The U.S. DOL found itself on June 24 on the wrong end of a preliminary injunction concerning recent changes to the Davis-Bacon Act.

The lawsuit, initiated in Texas federal court by the Associated General Contractors of America and other concerned citizens, sought a preliminary injunction barring implementation and enforcement of “specified portions of § 5.2 and § 5.5(e) of the DOL’s ‘Updating the Davis-Bacon and Related Acts Regulations’” – the “Final Rule,” published August 23, 2023.

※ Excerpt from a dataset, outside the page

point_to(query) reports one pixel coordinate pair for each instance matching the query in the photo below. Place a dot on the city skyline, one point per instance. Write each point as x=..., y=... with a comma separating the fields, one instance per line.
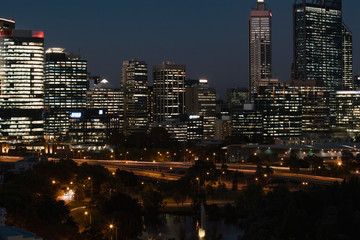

After determining the appropriateness of the “standing” of the plaintiffs based upon the plaintiffs being “adversely affected” by the Final Rule, the federal court preliminarily enjoined enforcement of the Final Rule. In noting its disagreement with the Final Rule, the court stated:

“… the Final Rule amends the DBA [the Davis-Bacon Act] by imposing a stealth selfimplementing DBA requirement in the contract by an operation-of-law provision that contradicts the express statutory language of the Act [the court bristling at the idea that contracts might exclude with impunity the otherwise mandated DBA clauses]. Further, the Final Rule amends the Act to extend the DBA to apply to workers who are not mechanics and laborers, and to extend the scope of the work covered by DBA to include work is not performed ‘directly on the site of the work.’